Chapter accepted on AI use in Bladerunner, for an edited collection on the films of Denis Villeneuve for Edinburgh University Press, due in 2021. A great chance to revisit the film, and extend my previous work on AI in Westworld and Black Mirror and further connect this work with a wider research porject on real-world ethics and representation of machine learning.
Blade Runner 2049 (Villeneuve, 2017) uses the manner with which near-future technology recreates or feigns consciousness in order to present a wider discourse around notions of identity, memory and the formulation of the human self and subjectivity. The franchise, including predecessor Bladerunner (Ridley Scott, 1982) and three short film prequels – Blade Runner Black Out 2022 (Wantabe, 2017), 2036: Nexus Dawn (Luke Scott, 2017) and 2048: Nowhere to Run (Luke Scott, 2017) – explores the impact of technological change on society, and the ethics and philosophical concerns pertaining to the use of such technologies.

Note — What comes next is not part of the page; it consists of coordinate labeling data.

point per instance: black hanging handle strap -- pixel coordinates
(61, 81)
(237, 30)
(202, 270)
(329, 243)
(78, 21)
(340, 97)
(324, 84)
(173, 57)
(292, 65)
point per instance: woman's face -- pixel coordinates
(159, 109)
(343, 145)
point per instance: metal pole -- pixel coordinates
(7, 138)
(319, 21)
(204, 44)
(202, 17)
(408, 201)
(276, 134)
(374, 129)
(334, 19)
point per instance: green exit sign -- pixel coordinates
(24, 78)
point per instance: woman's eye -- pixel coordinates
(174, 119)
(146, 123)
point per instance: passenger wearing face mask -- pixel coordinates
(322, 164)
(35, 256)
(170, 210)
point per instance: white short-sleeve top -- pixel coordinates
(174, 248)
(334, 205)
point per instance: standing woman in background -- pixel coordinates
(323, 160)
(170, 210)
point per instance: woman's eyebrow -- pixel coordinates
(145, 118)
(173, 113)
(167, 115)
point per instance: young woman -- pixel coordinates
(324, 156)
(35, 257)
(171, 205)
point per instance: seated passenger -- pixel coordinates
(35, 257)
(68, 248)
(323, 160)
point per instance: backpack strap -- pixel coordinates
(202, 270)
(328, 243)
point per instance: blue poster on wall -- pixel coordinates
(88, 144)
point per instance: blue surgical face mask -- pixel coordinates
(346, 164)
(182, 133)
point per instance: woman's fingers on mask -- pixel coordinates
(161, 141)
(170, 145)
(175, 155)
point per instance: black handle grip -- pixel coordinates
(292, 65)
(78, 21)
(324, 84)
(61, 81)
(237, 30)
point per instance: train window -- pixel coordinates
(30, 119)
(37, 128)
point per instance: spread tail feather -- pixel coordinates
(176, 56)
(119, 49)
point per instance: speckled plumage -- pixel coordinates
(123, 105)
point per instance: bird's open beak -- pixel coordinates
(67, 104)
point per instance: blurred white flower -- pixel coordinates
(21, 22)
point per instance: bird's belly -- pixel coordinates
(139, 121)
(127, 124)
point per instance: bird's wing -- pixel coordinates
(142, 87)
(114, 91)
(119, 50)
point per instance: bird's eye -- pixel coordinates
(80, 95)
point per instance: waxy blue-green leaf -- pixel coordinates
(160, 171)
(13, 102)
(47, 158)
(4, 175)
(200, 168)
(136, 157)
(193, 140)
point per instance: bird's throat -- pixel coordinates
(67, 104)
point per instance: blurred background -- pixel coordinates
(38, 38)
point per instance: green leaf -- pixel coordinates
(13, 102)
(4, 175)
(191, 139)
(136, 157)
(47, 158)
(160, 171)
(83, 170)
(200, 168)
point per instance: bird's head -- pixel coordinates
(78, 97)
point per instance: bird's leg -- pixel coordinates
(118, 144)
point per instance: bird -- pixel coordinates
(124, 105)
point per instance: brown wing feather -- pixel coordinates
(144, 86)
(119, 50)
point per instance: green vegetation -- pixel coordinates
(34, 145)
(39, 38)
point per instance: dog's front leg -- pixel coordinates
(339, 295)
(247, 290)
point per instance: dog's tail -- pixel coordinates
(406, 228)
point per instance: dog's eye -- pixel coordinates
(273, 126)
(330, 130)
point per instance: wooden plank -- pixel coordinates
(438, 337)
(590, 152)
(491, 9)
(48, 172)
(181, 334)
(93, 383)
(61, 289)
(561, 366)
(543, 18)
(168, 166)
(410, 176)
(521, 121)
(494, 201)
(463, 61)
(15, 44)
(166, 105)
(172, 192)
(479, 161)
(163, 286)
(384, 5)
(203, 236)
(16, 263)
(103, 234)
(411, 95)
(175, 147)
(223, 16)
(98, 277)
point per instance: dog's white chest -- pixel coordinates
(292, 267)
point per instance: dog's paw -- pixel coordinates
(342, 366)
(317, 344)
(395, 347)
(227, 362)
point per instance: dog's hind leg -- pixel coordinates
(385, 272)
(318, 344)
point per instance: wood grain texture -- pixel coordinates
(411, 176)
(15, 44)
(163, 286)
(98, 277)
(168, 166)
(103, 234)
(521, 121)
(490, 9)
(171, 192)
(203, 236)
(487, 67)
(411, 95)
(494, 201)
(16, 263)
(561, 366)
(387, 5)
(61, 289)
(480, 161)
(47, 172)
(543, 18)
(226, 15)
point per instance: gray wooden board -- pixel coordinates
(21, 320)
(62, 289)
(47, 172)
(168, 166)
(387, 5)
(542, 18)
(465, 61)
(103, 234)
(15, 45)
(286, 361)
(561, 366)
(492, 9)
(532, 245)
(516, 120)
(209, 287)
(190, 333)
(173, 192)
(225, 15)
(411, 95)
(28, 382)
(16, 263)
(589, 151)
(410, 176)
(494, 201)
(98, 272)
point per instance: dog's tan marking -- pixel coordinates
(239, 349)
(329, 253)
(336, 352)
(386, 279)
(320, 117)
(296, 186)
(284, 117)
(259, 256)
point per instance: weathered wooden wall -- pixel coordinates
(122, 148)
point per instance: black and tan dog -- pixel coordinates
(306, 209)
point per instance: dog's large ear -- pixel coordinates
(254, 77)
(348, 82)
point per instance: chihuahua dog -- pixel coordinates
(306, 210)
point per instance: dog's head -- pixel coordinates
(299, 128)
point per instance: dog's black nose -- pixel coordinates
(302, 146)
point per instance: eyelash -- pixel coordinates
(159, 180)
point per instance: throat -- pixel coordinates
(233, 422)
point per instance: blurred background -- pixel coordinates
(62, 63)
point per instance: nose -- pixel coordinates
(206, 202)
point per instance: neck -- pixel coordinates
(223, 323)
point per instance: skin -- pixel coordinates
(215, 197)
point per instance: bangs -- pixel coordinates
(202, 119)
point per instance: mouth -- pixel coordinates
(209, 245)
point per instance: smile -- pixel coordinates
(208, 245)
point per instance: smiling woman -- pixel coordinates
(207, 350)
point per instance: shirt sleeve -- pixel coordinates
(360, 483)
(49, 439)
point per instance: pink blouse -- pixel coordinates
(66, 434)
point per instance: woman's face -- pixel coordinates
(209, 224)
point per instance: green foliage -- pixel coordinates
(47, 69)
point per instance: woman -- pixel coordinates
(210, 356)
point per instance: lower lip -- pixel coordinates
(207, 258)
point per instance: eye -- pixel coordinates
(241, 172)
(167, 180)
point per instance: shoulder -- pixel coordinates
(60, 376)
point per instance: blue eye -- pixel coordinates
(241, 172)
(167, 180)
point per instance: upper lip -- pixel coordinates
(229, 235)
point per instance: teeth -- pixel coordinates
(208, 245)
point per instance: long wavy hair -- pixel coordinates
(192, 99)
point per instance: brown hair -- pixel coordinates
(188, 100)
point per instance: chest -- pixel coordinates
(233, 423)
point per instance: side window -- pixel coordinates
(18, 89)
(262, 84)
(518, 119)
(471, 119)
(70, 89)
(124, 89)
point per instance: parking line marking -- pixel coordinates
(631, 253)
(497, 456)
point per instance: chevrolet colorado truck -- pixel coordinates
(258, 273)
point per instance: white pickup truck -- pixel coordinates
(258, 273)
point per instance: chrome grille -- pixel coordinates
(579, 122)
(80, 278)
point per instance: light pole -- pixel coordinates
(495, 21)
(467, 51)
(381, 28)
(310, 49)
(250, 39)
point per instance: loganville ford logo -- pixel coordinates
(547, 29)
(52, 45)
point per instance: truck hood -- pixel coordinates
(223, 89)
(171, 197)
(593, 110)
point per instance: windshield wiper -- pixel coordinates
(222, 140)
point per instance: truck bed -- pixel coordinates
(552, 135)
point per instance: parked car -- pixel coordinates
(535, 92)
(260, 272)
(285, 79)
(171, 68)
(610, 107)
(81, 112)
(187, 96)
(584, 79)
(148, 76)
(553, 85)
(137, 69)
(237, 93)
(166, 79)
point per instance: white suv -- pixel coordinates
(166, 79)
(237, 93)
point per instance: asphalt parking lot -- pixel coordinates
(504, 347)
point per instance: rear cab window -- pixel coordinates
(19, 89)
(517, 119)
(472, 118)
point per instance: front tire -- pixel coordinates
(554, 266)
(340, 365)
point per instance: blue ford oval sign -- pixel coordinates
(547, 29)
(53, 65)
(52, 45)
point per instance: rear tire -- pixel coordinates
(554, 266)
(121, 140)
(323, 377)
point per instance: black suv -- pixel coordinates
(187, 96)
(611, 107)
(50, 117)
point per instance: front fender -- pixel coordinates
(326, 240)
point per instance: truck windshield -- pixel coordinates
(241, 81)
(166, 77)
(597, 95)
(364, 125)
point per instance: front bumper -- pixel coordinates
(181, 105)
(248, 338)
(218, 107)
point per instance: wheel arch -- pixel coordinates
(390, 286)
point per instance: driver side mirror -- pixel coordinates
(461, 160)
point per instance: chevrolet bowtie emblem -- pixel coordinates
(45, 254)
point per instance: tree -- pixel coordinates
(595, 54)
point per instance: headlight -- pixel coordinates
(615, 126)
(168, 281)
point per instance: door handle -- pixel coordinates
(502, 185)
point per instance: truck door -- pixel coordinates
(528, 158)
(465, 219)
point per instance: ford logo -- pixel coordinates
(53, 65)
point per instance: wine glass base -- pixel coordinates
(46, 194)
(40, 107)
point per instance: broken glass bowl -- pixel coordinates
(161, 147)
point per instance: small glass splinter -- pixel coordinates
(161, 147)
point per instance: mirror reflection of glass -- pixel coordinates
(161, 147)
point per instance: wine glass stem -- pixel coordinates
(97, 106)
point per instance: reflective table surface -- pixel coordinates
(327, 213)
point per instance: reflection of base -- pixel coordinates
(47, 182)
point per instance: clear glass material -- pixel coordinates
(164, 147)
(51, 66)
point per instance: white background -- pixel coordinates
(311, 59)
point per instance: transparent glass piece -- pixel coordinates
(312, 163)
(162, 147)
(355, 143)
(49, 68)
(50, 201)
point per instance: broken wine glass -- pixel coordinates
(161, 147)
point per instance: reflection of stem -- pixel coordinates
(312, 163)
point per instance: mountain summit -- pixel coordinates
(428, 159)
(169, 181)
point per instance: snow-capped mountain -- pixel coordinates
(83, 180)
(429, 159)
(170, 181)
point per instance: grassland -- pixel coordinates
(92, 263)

In Bladerunner 2049, AI is made manifest through two key characters. K is a ‘replicant’ slave whose memories are entirely artificial though who experiences life in the world through a bioengineered body and Joi, K’s holographic companion initially restricted to K’s home through the limits of its projection system, and born of an artificial intelligence that evolves over time.
Mireille Hildebrandt observes, though both automation and autonomic machine learning processes rely on algorithms, the distinction is that automation is static, while autonomic machine learning is ‘adaptive, dynamic and more or less transformative” (2016: 57). As such both K and Joi can be determined as autonomic – or self-governing systems – where their respective bioengineered or machine learning systems allows them the space to develop – and in some readings of the film, fully form – their own human-like emotions. Each satisfies Martin Heidegger’s notion of an “an openness-of-being” in that both entities are present and able to directly relate to the world around them (1977).
Andrew Schopp notes that proponents of transhumanism such as Raymond Kurzweil (1999, 2012) commonly represent new technologies as a catalyst for such changes as a positive outcome or ideal (2019). Each iteration of Bladerunner aligns with other transmedia representations of AI – challenges this notion, presenting the ethical and socio-political challenges of technological change through the prism of current experience throwing light on how and where such change presents a challenge to the human experience (2019: 66).
This chapter considers how the film presents representations of machine learning or AI as a biocapitalist discourse that presents the philosophical and ethical impacts of real world applications of technology.